Viel spannender als Tikal ist jedoch die Tour, die Richter zu den neuen Ausgrabungsstätten von La Blanca und Yaxha organisiert. Dort arbeiten Archäologen und Architekten an neuen Ausgrabungen. Mit den Touren verfolgt Richter mehrere Zwecke: Zum einen erhalten die Archäologen ein direktes Feedback der Besucher, zum anderen beugt man mit den Führungen der Grabräuberei vor. „Das ist immer noch ein Riesenproblem in Guatemala“, erzählt Richter.

Ein düsteres Kapitel sind die Fördermittel für die Ausgrabungen, die seit einiger Zeit nicht mehr aus Deutschland kommen. Richter: „Die deutsche Kreditanstalt für Wiederaufbau fördert Projekte immer nur über einen bestimmten Zeitraum.“ Der sei jetzt abgelaufen. Eingesprungen seien amerikanische Firmen. Die hätten kurzerhand die Ergebnisse der deutschen Ausgrabungen als ihre eigenen deklariert. Firmen wollen auch Gewinn machen, und deshalb laufe nicht alles so, wie es Archäologen und Umweltschützer gerne hätten.

Flores liegt auf einer Insel im Petén-Itzá-See Bild: Tbachner

Die Funde bei La Blanca und anderen Stätten, wo kleinere Anlagen ausgegraben werden, deuten laut Richter daraufhin, dass Teile der Mayageschichte neu geschrieben werden müssen: „Bisher ging man davon aus, dass mit dem Untergang der großen Anlagen von Tikal auch die Mayakultur unterging. Das war um das Jahr 900 nach Christus.“

Die neuen Funde kleiner Anlagen wie La Blanca zeigen, dass die Kultur sich veränderte: weg von monumentalen religiösen Stätten wie Tikal zu kleineren Zentren. „Das würde bedeuten, dass das rätselhafte Verschwinden der Mayakultur anders verlief als bisher angenommen und die Mayaperiode bis zirka 1050 andauerte“, meint Richter.

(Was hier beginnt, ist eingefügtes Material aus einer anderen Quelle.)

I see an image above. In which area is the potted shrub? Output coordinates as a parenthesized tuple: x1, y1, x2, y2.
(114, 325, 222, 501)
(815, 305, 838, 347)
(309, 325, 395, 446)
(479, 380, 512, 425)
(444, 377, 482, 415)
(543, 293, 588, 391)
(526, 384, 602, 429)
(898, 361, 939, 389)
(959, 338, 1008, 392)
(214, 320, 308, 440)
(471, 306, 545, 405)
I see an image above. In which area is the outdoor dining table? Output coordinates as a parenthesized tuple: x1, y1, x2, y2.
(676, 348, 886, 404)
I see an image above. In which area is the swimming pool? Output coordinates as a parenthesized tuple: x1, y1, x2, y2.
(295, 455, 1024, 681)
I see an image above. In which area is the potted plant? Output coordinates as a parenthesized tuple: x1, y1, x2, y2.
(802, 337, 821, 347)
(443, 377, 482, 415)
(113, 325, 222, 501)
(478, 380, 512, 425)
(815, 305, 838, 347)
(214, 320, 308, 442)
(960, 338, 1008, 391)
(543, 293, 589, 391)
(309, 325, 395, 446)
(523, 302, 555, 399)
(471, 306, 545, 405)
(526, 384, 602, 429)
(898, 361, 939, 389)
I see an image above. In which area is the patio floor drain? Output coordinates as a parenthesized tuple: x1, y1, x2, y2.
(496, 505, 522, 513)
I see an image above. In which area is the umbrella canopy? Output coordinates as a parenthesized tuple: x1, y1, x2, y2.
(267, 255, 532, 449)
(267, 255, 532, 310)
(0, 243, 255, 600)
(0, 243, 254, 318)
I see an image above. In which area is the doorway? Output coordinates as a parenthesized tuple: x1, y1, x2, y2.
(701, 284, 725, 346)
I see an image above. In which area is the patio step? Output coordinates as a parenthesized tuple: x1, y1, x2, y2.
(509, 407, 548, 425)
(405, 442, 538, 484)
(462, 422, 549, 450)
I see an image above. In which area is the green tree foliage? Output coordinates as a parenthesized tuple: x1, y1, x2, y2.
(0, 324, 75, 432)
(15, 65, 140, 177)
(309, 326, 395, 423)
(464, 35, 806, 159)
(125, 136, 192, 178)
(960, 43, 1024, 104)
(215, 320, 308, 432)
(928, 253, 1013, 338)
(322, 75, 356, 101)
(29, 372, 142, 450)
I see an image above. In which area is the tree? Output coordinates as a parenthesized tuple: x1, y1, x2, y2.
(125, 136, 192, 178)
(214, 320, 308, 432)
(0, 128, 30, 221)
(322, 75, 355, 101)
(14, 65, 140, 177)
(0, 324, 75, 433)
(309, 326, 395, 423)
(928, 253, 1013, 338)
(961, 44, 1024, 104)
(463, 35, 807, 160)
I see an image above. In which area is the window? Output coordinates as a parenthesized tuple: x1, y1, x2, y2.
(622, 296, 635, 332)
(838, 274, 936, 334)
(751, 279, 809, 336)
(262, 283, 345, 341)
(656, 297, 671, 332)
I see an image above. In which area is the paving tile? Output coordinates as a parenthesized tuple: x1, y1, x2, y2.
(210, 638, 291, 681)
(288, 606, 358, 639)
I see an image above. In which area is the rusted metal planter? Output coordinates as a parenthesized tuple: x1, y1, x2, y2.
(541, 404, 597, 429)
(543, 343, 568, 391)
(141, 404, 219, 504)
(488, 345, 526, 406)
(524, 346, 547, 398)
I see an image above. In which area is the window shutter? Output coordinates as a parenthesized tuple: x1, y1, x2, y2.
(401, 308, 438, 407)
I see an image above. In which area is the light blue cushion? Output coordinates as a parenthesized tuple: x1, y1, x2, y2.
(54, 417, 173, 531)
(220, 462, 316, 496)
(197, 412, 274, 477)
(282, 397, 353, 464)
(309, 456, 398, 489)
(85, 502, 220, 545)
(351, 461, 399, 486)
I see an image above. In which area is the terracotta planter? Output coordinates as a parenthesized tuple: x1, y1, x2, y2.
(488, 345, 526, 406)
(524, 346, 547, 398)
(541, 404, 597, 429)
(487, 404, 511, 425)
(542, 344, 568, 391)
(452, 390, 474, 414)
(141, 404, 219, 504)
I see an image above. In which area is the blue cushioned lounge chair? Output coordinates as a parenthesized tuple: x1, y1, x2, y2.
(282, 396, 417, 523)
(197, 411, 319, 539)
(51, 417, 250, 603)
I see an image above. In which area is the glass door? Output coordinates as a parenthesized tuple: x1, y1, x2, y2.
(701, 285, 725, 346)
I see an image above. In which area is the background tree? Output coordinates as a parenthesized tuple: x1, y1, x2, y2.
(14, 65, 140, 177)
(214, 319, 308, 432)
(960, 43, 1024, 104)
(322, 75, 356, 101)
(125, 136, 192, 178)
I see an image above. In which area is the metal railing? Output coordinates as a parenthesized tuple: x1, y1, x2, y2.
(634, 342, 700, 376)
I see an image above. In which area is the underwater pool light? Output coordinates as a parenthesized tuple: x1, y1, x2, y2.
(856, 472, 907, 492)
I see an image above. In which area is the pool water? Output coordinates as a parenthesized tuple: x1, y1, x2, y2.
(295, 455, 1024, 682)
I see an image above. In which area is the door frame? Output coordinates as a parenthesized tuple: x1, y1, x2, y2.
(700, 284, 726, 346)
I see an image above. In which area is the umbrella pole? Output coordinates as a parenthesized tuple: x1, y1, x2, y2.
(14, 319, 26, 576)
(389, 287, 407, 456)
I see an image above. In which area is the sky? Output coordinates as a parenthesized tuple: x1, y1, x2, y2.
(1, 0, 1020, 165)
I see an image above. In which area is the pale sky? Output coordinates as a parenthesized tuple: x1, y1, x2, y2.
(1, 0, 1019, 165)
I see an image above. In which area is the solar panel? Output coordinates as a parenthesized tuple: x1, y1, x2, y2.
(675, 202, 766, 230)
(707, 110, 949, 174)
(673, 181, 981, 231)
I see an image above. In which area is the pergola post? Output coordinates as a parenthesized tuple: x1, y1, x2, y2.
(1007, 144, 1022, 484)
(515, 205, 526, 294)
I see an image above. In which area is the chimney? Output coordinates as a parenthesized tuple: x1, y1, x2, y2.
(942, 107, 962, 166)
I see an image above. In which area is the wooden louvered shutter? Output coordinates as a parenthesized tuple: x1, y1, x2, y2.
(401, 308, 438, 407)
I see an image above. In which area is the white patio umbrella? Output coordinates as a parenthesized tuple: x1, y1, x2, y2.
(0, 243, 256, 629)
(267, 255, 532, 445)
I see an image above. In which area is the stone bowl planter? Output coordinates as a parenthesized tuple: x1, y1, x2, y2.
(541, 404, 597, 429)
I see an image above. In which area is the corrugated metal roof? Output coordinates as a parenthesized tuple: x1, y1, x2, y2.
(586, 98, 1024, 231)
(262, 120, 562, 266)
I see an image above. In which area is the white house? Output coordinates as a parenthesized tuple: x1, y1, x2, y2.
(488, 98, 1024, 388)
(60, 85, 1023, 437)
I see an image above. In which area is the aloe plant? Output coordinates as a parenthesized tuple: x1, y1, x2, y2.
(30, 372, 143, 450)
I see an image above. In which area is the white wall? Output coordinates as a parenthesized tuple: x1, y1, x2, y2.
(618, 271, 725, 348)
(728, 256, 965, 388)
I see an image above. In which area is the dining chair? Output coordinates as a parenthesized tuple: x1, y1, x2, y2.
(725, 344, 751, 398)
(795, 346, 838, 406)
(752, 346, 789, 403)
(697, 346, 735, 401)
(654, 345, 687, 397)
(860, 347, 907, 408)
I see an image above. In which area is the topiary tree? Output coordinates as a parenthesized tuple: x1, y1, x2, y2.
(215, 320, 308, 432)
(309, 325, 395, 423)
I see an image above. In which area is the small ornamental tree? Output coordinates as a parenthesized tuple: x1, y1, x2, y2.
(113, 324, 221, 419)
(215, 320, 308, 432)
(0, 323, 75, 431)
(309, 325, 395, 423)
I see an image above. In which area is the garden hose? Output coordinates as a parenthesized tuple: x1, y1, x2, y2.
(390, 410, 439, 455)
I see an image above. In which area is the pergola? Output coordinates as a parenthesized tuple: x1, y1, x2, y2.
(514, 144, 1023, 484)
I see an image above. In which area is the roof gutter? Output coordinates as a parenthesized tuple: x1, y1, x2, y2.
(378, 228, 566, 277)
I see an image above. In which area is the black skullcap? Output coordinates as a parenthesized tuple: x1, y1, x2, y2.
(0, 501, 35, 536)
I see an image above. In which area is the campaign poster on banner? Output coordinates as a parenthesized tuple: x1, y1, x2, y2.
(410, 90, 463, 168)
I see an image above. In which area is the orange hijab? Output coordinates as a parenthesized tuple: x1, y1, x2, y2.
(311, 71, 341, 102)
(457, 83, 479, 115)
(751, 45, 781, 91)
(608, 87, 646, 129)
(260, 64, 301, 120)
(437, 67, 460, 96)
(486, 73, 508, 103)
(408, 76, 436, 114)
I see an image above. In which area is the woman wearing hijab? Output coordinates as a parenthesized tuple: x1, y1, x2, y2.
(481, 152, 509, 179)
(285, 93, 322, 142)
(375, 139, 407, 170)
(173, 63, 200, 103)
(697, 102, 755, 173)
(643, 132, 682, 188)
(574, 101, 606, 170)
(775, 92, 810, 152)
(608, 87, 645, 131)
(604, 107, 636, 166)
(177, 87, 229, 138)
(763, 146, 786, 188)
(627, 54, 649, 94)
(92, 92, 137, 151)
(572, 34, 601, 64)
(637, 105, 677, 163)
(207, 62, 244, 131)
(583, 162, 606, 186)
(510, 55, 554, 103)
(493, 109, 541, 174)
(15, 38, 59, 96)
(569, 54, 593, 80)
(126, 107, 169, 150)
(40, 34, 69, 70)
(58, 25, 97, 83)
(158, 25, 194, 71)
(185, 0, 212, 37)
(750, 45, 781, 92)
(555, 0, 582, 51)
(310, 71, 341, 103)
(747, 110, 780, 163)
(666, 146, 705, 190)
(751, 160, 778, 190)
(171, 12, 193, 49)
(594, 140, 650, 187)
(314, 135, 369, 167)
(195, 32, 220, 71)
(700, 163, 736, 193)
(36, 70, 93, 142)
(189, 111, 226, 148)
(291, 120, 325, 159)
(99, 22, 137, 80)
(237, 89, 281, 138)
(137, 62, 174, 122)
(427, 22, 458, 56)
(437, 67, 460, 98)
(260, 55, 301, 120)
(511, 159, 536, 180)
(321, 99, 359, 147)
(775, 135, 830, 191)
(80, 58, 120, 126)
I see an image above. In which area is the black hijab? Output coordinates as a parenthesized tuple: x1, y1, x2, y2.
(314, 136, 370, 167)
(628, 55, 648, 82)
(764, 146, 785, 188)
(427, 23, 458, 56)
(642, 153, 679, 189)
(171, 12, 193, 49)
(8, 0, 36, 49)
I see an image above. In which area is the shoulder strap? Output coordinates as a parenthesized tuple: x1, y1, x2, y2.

Diese Erkenntnis ist allerdings noch nicht offiziell – auch in dem Buch „Maya-Kultur erleben“, das Richter im Verlag Reise Know-how herausgab, ist das Ende der Mayakultur mit der „Endklassik“ von 800 bis 900 nach Christus angegeben: „Im Laufe nur eines Jahrhunderts bricht die gesamte klassische Kultur der Maya aus heute immer noch nicht geklärten Gründen zusammen“, heißt es dort. Scherbe um Scherbe sind die Archäologen gerade dabei, diesem Geheimnis näherzukommen.